I recently managed to get my hands on a lot of old recordings of the BBC Radio 4 show Just a Minute. It’s a fun gameshow where contestants (mainly comedians) are challenged to speak without repetition, deviation or hesitation for one minute on a subject assigned to them by the chairman.
It’s a good listen just for the fun of it, but I particularly like listening to it these days, because I’ve been thinking a lot about ethics for my NaNoWriMo project this year. Now what does ethics have to do with gameshows you may ask?
Well gameshows are games and Just a Minute is a beautiful example of game-theory in action. Game Theory in the context of ethics, for those who don’t know it, is an attempt to explain ethics as a result of equilibrium.

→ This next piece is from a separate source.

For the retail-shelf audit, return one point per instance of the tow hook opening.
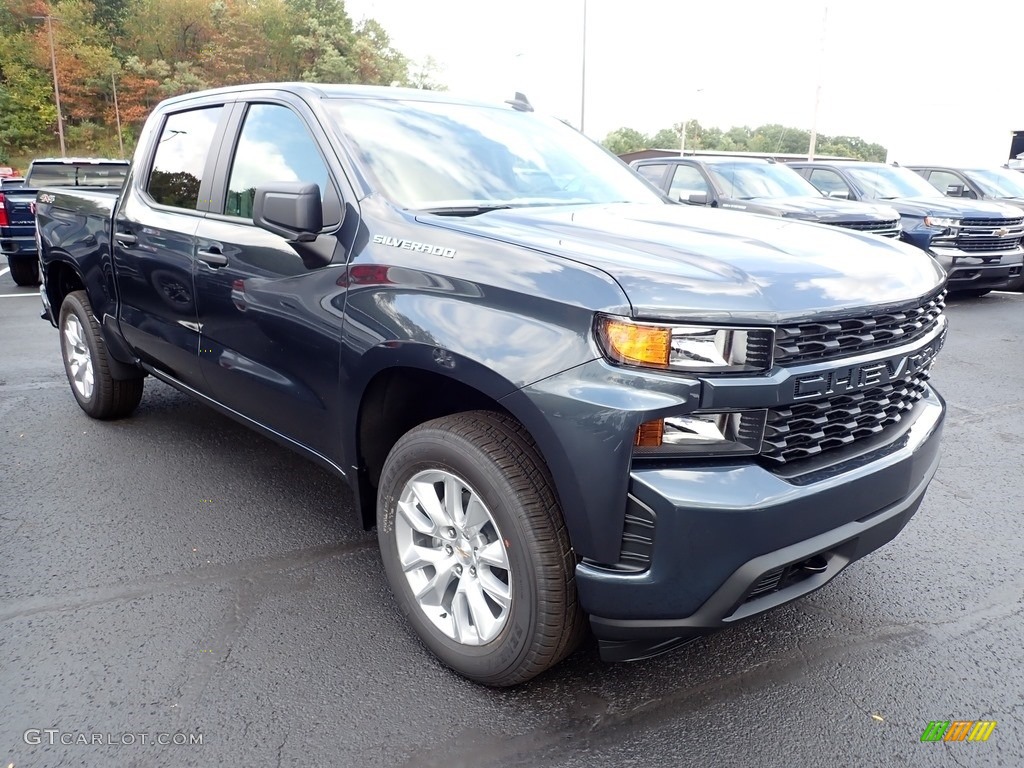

Basically reciprocal punishment and reward throughout the game create a set of “de facto” ethical rules on top of the written rules.

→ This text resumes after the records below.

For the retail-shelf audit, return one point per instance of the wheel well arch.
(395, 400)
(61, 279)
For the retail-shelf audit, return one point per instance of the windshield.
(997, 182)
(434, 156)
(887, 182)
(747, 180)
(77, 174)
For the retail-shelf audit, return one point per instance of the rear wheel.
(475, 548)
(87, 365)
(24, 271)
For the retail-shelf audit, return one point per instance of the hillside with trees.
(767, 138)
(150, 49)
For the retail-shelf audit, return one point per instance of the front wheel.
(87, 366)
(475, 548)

In Just a Minute the repetition rule is a particularly good example of this. The only words exempt from this rule are those “on the card”, that is to say the words in the subject the player has been given. But even so it’s rare to hear a challenge for, more or less, unavoidable words like “I”, or “it”, or “a”. Unless of course a player uses them amazingly frequently. (You won’t get buzzed for two “it”s, but you might well be for five in close succession).
This unwritten rule is partially reinforced by the audience, which will boo loudly at an overly pedantic challenge. But it’s also reinforced by reciprocation. If you buzz another contestant for two “a”s, don’t be surprised when one of the others buzzes you for two “it”s.
After such a retribution challenge things will generally settle down again, unless of course there is another overzealous challenge to start things off again.
Now don’t get me wrong, Just a Minute is certainly worth listening to even if you’re not into game theory. It’s just a lot of fun. But with all the reading (and thinking) I’ve been doing on ethics lately I found it an interesting example of how game theory works in the wild.